The Delaware apparently hadn’t planned on facing down artillery.
“Go! Now!”
Behind him came the sound of retreating feet as the remaining men turned and ran straight for the cover of the glacis. Once inside, they’d be only footsteps away from the safety of the ravelin, bearing a sizable harvest.
But Nicholas stood his ground.
Ahead of him, on the main path that bisected the garden stood Shingiss. The upper half of his face was painted with vermilion, a scar clearly visible where a hunter’s bullet had grazed his forehead long ago. A single eagle feather stood up from his scalp lock. Turkey feathers hung from his pierced ears. A copper ring hung from his nose, and many strands of wampum decorated his throat. His breechcloth, belt, and the deerskin mantle that hung over his right shoulder were embroidered with quills, wampum, and moose hair. His hands were empty and turned palms up in a stance of peace.
Nicholas lowered his pistol.“Hé, Shingiss, Sakima Lenape.” Greetings, Shingiss, Great Chief of the Delaware.
Shingiss acknowledged his greeting, spoke to him in Delaware. “Ken-lee.
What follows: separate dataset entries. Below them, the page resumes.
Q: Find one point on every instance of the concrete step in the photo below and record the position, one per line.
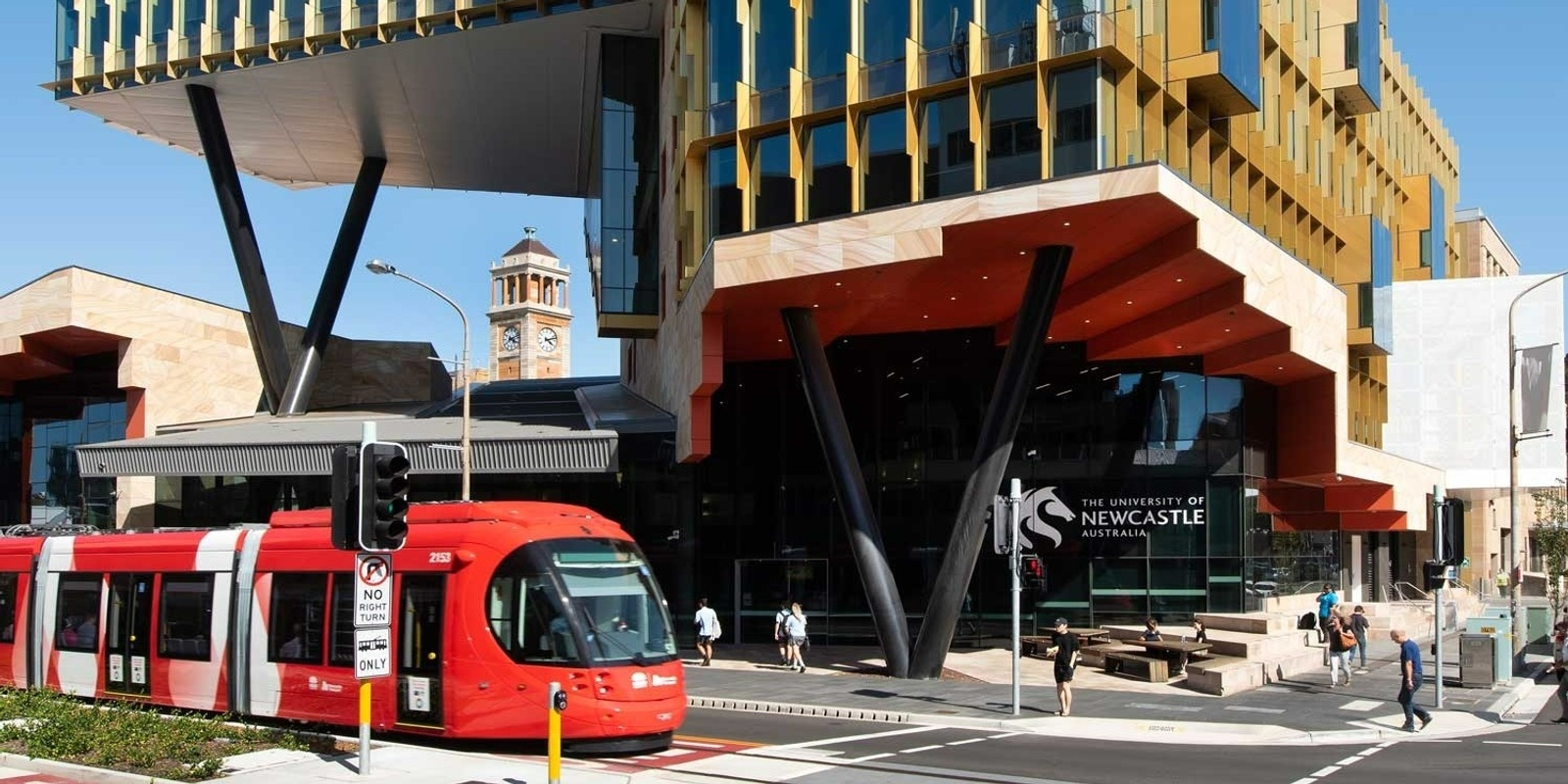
(1225, 676)
(1250, 623)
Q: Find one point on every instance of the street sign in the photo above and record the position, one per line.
(372, 653)
(372, 590)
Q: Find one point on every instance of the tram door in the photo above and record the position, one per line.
(420, 601)
(127, 634)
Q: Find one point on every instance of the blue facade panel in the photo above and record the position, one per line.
(1369, 54)
(1437, 235)
(1241, 49)
(1382, 286)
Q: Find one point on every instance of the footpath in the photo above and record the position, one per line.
(976, 694)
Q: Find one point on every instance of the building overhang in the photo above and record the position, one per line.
(1157, 270)
(506, 109)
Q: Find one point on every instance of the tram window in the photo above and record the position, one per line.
(342, 653)
(525, 616)
(297, 612)
(8, 608)
(185, 616)
(77, 612)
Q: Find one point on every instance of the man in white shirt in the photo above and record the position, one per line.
(706, 631)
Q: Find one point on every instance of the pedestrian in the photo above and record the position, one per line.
(1325, 606)
(1152, 631)
(780, 632)
(1340, 645)
(1410, 679)
(796, 626)
(1066, 653)
(1560, 666)
(1358, 626)
(708, 631)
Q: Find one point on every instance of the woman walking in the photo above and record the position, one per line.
(796, 626)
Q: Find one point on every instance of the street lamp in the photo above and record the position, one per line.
(378, 267)
(1513, 472)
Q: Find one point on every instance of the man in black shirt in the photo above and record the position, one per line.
(1066, 653)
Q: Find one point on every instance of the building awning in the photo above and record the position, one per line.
(546, 430)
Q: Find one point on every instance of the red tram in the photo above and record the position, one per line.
(491, 603)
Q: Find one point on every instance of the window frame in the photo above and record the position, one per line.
(209, 582)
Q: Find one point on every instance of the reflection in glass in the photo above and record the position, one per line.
(886, 161)
(1074, 140)
(775, 201)
(1011, 135)
(828, 192)
(949, 154)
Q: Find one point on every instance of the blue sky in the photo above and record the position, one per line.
(75, 192)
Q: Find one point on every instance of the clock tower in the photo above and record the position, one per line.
(530, 318)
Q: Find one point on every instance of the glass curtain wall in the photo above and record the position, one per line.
(885, 27)
(1011, 133)
(723, 67)
(1156, 439)
(828, 190)
(827, 51)
(1074, 114)
(886, 161)
(775, 190)
(772, 57)
(949, 154)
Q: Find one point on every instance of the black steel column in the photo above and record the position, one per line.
(993, 449)
(302, 381)
(271, 353)
(844, 469)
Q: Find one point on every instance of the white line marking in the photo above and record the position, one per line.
(872, 736)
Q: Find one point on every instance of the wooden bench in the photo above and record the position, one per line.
(1156, 670)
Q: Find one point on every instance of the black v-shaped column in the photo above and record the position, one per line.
(844, 469)
(287, 389)
(993, 449)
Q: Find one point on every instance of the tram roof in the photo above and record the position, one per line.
(517, 427)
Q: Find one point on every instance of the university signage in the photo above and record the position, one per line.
(1057, 516)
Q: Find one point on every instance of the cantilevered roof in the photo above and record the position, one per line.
(506, 109)
(535, 435)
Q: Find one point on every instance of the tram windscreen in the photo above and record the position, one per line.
(601, 588)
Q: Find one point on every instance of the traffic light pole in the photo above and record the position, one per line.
(1015, 498)
(1439, 512)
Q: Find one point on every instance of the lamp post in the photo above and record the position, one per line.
(1513, 477)
(378, 267)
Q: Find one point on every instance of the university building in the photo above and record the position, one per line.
(872, 258)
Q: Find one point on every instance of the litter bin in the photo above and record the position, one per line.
(1478, 661)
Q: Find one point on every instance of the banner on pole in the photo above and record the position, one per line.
(1536, 384)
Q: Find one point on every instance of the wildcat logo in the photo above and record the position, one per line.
(1040, 506)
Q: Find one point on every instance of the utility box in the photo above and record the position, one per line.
(1478, 661)
(1496, 624)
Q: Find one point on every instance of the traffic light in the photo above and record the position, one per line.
(383, 491)
(345, 498)
(1454, 532)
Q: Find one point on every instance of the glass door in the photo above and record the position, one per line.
(420, 604)
(127, 634)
You fight with these Long Knives?”
Nicholas searched for the right words. The man Shingiss had met years ago would not have been here. “I stand beside men who want only to feed their wives and children and to live in peace. Why do you make war upon them?”
“We make war upon those who take our lands, kill our game, treat us like animals, bring sickness, deny us weapons and trade. My people go hungry on their own land.”
It was true, every word of it. Governor Amherst had placed strict limits on the goods being traded to Indian people of all nations, forced them into a state of poverty and hunger, denied them rifles for hunting, as well as powder and lead. He meant to weaken them, drive them away. But clearly it was a policy that had blown up in Amherst’s face.
“You speak the truth, Shingiss. I have seen this. And yet you will not bend the ears of the English or turn their hearts toward your words by slaughtering their women and babies still at the breast.”
“They cannot remain. Is not the land east of the mountains enough for them?”
“The men whose families you have killed came here from lands even farther away than the English. They came because they had no food.”
Shingiss’s face grew taut with anger. “They kill all the game in their own hunting grounds and come over the sea to take from ours! They are a savage, sickly people who do not know how to live. They cannot stay!”
“They have no place else to go.”
“Will you die with them?”
“If I must.” Nicholas met the chief’s gaze head-on. “My woman and her baby are here. I would not risk them falling to a Lenape warrior’s arrow or coming under a Shawnee knife.”
“So Ken-lee has taken a woman.” A faint smile played on Shingiss’s otherwise grim visage. “If you wish to leave this place and lead her over the mountains, none of my men will stop you. No one of them will raise a hand to you or your woman. I give you my word.”
“Thank you, great Sakima. I will think upon what you have said. I ask you to hear me as well. It is better to make a new treaty with the English than to fight them.”
“No, Ken-lee. The time for words and treaties is past. We will fight. Go, Ken-lee. Return to your woman. Lie with her. When the fort is taken, I will do what I can to see that you are both spared.”
“Làpìch knewël, Shingiss.”I will see you again. Nicholas turned and walked down the path toward the fort.
He’d gone but a few steps when he heard someone running toward him through the corn. A catch of breath as muscles tensed. The whoosh of a tomahawk as it swung toward his skull.
Nicholas dropped to his knees, the tomahawk missing him by inches. Then in one move, he pivoted, slit the belly of his attacker wide open with his knife.
The warrior, a young man of perhaps eighteen, stared at Nicholas in surprise, fell to the ground with a groan, clutching his intestines.
Shingiss gave an outraged shout, and Nicholas knew it was not directed at him. The young warrior had shamed his chief by attacking Nicholas. Now the boy would die unmourned.
Nicholas wiped his blade off in the dirt, stood, walked back to the fort without once looking over his shoulder.
***
Bethie stood on the ramparts, a scream caught in her throat. She’d seen Nicholas take his leave of the chief, watched in silent horror as a painted warrior, war club raised, had run stealthily up behind him. She’d seen Nicholas drop, turn, and kill the man with one cut of his blade.
Barely able to breathe, she watched him approach the fort until he disappeared in the shadow of the glacis. Then she hurried to the front gate to meet him. But she wasn’t the only one.